1. This is a petition in which it is sought to revise an order made by the District Munsif of Chodavaram declining to set aside an award passed by arbitrators. The first point taken is that the award is invalid as it was not made by the arbitrators unanimously. It was decided in Ayyasawmi Mudaliar v. Appandai Nynan 54 Ind. Cas. 912 : 38 M.L.J. 145 following the United Kingdom Mutual Steamship Assurance Association v. Houston & Co. (1893) 1 Q.B. 507 : 65 L.J.Q.B. 484, that an award to be enforceable in law must be the award of all the arbitrators without difference. Here, however, there is this distinction, that the petition of reference itself clearly states 'we shall accept as final the award given by the majority of the Panchayatdars'. The award is signed by a majority of three out of five. The District Munsif has found as facts that all the arbitrators were present at the deliberations, that two dissented from the decision of the majority and that they were not present when the award was actually written. He rightly concluded that the last fact did not vitiate the proceedings. There is nothing wrong in parties agreeing to abide by the award of a majority. Here the award has been signed by a majority and it is binding on the parties to the reference. It is conceded that parties who can contract for themselves can agree to a majority award, but it is said that the mother and guardian acted improperly and to the prejudice of the minor in consenting to an award by a majority. It is argued that although such a submission might have been lawful had it been made by parties both of whom were sui juris, it could not be sustained when one of the parties was a minor represented by a guardian. And reference was made to Sanyasi v. Venkata Rao : AIR1923Mad301 . The facts of that case were, however, entirely different, there the minor's mother and guardian consented to an arbitrator deciding the minor's claim upon information and evidence, howsoever obtained by the arbitrator. It was held that the guardian's consent amounted to a surrender of the minor's rights and that the arbitrator's eventual decision was vitiated by this misconduct and was invalid under Section 15 of Schedule II, Civil Procedure Code. The ruling has no application.

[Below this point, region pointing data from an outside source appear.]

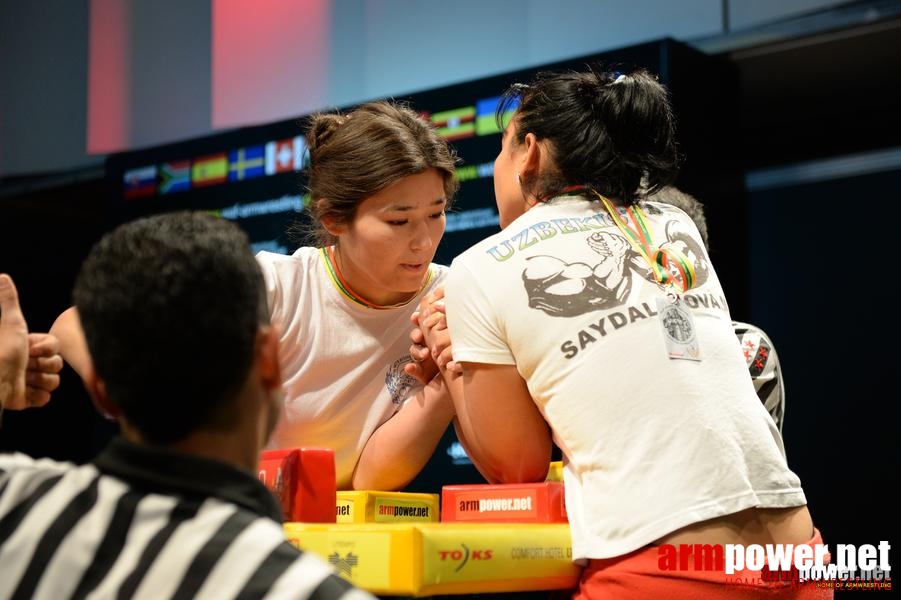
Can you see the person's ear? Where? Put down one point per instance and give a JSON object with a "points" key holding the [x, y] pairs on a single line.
{"points": [[530, 157], [96, 388], [267, 356], [333, 225]]}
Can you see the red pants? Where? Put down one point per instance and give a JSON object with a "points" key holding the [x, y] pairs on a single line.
{"points": [[638, 576]]}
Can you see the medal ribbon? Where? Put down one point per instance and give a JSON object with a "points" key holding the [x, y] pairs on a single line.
{"points": [[660, 258]]}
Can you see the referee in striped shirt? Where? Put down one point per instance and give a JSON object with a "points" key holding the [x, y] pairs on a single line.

2. It was urged that the guardian cannot validly do anything which is beyond the ordinary course of litigation. I do not consider that agreeing to abide by a majority award is materially different from agreeing to abide by the award of a single person; and it cannot be said that such a course would be invalid. It is anomalous that the minor is still represented by the same guardian whose action is now characterised by her Advocate as grossly imprudent and detrimental. This is not a case where the guardian committed the interests of the minor into the absolute power of Panchayatdara who were permitted to follow a procedure opposed to natural justice; and the objection fails.
3. Thirdly, it is said that the award is bad because it is based on personal knowledge and because there must be express permission before personal knowledge can be imported. Reliance is placed on Krottapalli Gopalam v. Myneni Suryanarayana : (1926)50MLJ514 . In that case, however, the decision of the arbitrators was based only on their personal knowledge; moreover it was passed by a majority of only one and that one borrowed his knowledge at second hand from two of his fellow arbitrators. In the present case a reading of the award clearly shows that it was based on the documentary and oral evidence adduced by the plaintiff.
4. The fact that one of the three documents was produced by a Panahayatdar makes no difference. So far as appears the 'only facts known to us' on which reliance may have been placed are the facts stated in para. 3 that the 1st defendant is maintaining the guardian and also the minor which may equally be a conclusion from the plaintiff's evidence. The award is this based entirely or almost entirely on the evidence. The Panahayatdars were probably selected because of their personal knowledge and that knowledge they only used to understand and appreciate the evidence. They were appointed to decide 'whether they examine the proceedings in this suit and witnesses or not' which can only mean that if they did not make an enquiry they were to decide, on their personal knowledge. But in fact they decided on the documentary and oral evidence as is clear on the face of the award;
5. There is absolutely no ground which would justify interference with the procedure and order of the Court below in dealing with the objections to the award, and the petition is dismissed with costs.